Hu Xiaoling, Liu Chang
Institute of Applied Mathematics, Beijing Information Science & Technology University, Beijing 100101, China.
Animals (Basel). 2024 Jun 7;14(12):1712. doi: 10.3390/ani14121712.
Traditional animal pose estimation techniques based on images face significant hurdles, including scarce training data, costly data annotation, and challenges posed by non-rigid deformation. Addressing these issues, we proposed dynamic conditional prompts for the prior knowledge of animal poses in language modalities. Then, we utilized a multimodal (language-image) collaborative training and contrastive learning model to estimate animal poses. Our method leverages text prompt templates and image feature conditional tokens to construct dynamic conditional prompts that integrate rich linguistic prior knowledge in depth. The text prompts highlight key points and relevant descriptions of animal poses, enhancing their representation in the learning process. Meanwhile, transformed via a fully connected non-linear network, image feature conditional tokens efficiently embed the image features into these prompts.
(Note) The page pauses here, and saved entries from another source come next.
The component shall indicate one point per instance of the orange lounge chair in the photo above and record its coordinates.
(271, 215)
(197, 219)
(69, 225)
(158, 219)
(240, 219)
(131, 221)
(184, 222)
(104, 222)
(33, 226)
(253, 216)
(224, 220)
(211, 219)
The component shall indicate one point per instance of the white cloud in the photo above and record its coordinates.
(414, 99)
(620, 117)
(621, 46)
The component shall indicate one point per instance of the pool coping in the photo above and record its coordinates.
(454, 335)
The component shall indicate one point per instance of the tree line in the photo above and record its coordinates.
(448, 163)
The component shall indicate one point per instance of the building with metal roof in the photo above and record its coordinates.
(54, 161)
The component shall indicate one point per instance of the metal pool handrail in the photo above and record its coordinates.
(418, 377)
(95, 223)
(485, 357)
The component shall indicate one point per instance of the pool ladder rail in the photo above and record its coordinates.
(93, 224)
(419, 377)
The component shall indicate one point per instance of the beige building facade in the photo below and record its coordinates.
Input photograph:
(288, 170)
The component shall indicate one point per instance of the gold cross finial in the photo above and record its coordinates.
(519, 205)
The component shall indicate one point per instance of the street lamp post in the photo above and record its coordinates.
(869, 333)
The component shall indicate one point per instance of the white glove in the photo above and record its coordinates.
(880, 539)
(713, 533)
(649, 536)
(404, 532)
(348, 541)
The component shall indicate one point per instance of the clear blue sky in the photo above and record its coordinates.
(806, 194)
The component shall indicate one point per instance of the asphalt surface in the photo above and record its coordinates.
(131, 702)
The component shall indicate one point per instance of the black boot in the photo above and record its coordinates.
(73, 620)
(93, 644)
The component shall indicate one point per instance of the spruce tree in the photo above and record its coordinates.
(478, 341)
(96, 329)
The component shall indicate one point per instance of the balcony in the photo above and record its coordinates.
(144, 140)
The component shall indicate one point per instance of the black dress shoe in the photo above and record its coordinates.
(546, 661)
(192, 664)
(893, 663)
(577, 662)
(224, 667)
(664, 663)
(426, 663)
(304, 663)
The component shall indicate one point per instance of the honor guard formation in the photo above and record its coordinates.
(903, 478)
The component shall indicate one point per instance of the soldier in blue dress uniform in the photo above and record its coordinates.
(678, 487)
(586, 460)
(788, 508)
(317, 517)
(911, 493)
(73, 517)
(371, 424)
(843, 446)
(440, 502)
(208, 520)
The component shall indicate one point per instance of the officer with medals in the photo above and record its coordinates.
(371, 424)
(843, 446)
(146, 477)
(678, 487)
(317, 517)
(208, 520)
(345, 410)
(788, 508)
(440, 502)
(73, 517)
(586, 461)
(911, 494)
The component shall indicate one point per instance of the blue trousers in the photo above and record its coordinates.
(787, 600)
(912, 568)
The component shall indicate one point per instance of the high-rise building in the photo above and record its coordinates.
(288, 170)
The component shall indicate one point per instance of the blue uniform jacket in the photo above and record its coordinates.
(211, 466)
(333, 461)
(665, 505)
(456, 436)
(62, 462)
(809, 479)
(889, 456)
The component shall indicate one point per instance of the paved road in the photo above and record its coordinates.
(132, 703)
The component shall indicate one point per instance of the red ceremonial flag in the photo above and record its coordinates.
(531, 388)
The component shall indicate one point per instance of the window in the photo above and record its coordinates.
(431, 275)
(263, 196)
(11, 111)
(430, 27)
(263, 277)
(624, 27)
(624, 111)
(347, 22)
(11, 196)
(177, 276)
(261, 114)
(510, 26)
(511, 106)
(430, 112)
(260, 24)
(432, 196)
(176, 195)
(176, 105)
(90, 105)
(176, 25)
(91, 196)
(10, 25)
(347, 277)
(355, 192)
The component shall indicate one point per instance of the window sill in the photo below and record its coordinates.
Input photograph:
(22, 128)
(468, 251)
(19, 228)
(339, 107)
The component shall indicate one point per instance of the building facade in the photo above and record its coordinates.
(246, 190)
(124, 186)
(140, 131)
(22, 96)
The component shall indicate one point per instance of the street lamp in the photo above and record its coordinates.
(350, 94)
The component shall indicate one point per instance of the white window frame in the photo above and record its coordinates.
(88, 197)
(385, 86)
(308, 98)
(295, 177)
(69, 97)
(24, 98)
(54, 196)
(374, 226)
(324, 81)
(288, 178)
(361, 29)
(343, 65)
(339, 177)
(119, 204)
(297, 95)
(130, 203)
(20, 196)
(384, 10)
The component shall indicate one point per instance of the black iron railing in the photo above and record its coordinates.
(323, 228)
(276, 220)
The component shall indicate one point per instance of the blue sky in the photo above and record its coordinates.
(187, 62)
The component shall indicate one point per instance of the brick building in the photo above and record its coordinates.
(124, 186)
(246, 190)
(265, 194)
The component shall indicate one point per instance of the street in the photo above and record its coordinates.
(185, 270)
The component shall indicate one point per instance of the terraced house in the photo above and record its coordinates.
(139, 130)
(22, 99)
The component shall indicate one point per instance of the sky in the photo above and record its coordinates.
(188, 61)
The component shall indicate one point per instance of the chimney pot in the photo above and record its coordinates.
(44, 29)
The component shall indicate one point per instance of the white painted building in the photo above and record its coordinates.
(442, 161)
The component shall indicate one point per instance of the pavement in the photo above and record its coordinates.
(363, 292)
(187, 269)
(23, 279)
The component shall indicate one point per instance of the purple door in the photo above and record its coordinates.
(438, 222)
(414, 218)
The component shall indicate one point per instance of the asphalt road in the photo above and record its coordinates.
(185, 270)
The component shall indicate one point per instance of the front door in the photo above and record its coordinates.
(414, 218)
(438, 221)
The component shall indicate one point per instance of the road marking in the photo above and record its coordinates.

The resultant context vector, derived from the fusion of the text prompt template and the image feature conditional token, generates a dynamic conditional prompt for each input sample. By utilizing a contrastive language-image pre-training model, our approach effectively synchronizes and strengthens the training interactions between image and text features, resulting in an improvement to the precision of key-point localization and overall animal pose estimation accuracy. The experimental results show that language-image contrastive learning based on dynamic conditional prompts enhances the average accuracy of animal pose estimation on the AP-10K and Animal Pose datasets.
基于图像的传统动物姿态估计技术面临重大障碍,包括训练数据稀缺、数据标注成本高以及非刚性变形带来的挑战。为解决这些问题,我们针对语言模态中动物姿态的先验知识提出了动态条件提示。然后,我们利用多模态(语言-图像)协作训练和对比学习模型来估计动物姿态。我们的方法利用文本提示模板和图像特征条件令牌来构建动态条件提示,深度整合丰富的语言先验知识。文本提示突出动物姿态的关键点和相关描述,在学习过程中增强其表示。同时,通过全连接非线性网络进行变换,图像特征条件令牌有效地将图像特征嵌入到这些提示中。由文本提示模板和图像特征条件令牌融合得到的上下文向量为每个输入样本生成动态条件提示。通过使用对比语言-图像预训练模型,我们的方法有效地同步并加强了图像和文本特征之间的训练交互,从而提高了关键点定位的精度和整体动物姿态估计的准确性。实验结果表明,基于动态条件提示的语言-图像对比学习提高了在AP-10K和动物姿态数据集上动物姿态估计的平均准确率。